For reference, our BPM (a box-score metric) has year-over-year stability around 0.79. Two independent halves or two adjacent seasons of a metric that works land in roughly the 0.5-0.8 range.
The 0.5 boundary
Reliability runs from 0 (pure noise, the two measurements are unrelated) to 1 (perfect, they agree exactly). The reliability is itself the share of the spread across players that reflects real differences rather than noise: 0.5 means about half of what separates players is real and half is the luck of which lineups they happened to share, 0.7 means about 70% is real. (This is the definition of reliability in classical test theory, not the squared correlation; do not square it.) Below ~0.5 a metric is dominated by noise and is not trustworthy for ranking individual players; ~0.5-0.7 is the range where a single-number rating becomes genuinely useful, and it is about where the best public impact metrics live. So 0.5 is a rough usability line, not a magic threshold: cross it and the metric is telling you more about the player than about the randomness of his schedule.

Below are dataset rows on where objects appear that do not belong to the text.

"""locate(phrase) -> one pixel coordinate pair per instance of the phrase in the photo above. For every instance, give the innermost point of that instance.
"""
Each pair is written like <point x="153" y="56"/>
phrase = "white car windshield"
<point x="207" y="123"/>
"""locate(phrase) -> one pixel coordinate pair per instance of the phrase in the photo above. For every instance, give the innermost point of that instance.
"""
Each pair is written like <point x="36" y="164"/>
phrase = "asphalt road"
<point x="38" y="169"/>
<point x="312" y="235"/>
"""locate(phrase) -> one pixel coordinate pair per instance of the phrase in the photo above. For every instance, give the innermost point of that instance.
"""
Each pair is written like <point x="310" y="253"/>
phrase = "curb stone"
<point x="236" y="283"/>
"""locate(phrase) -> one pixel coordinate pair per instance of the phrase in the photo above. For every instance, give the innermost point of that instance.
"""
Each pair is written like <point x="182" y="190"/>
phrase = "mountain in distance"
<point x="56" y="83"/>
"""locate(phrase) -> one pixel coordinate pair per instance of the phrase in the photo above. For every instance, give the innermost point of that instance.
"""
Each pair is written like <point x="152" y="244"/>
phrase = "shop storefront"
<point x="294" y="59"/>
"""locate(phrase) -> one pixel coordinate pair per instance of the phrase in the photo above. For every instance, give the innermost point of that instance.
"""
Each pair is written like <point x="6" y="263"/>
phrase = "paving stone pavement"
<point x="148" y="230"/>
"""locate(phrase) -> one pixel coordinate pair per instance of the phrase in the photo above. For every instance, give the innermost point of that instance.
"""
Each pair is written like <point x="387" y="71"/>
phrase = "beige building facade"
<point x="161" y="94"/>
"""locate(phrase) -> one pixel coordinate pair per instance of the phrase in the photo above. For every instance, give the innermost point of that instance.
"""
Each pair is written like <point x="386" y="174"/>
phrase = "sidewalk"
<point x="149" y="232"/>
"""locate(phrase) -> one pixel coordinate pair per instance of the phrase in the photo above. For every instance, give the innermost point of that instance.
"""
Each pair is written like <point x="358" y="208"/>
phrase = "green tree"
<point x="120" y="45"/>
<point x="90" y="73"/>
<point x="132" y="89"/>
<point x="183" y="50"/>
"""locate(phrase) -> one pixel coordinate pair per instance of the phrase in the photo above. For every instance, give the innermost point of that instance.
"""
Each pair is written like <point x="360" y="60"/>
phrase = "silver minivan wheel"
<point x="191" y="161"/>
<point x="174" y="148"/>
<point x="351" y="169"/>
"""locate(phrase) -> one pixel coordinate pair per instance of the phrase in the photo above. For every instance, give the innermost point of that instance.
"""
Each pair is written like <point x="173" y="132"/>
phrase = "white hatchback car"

One technical note. Split-half uses only half the data for each estimate, which understates the reliability of the full metric. The Spearman-Brown formula corrects for this: full-data reliability ≈ 2r / (1 + r), where r is the split-half correlation. A split-half of 0.49 corresponds to a full-data reliability near 0.65.
Where we landed, and how many seasons it takes
Before the fixes, bare RAPM had a split-half reliability around 0.10 at every minute level, even for 2,000-minute players. That is noise: two halves of the data barely agreed. After recovering the discarded games and repairing the lineup tracking, and pooling multiple seasons, the picture is very different:
| Pooled seasons | Split-half | Full-data reliability (Spearman-Brown) |
|---|---|---|
| 3 | 0.49 | ~0.65 |
| 5 | 0.52 | ~0.68 |
So the honest answer to “how many years do you need for a stable RAPM” is about three: three pooled seasons already clear the usable ~0.5 line (full-data reliability near 0.65), and pooling five adds little (~0.68), and the prior-informed version (RAPM shrunk toward BPM) is steadier still, because the box-score prior absorbs the residual lineup noise. The single-season version stays noisy, which is exactly why every published metric pools years and leans on a prior.
The lesson worth keeping: the thing that turned our RAPM from noise into a usable metric was not a cleverer estimator. It was fixing the data pipeline that was silently throwing away 60% of the games.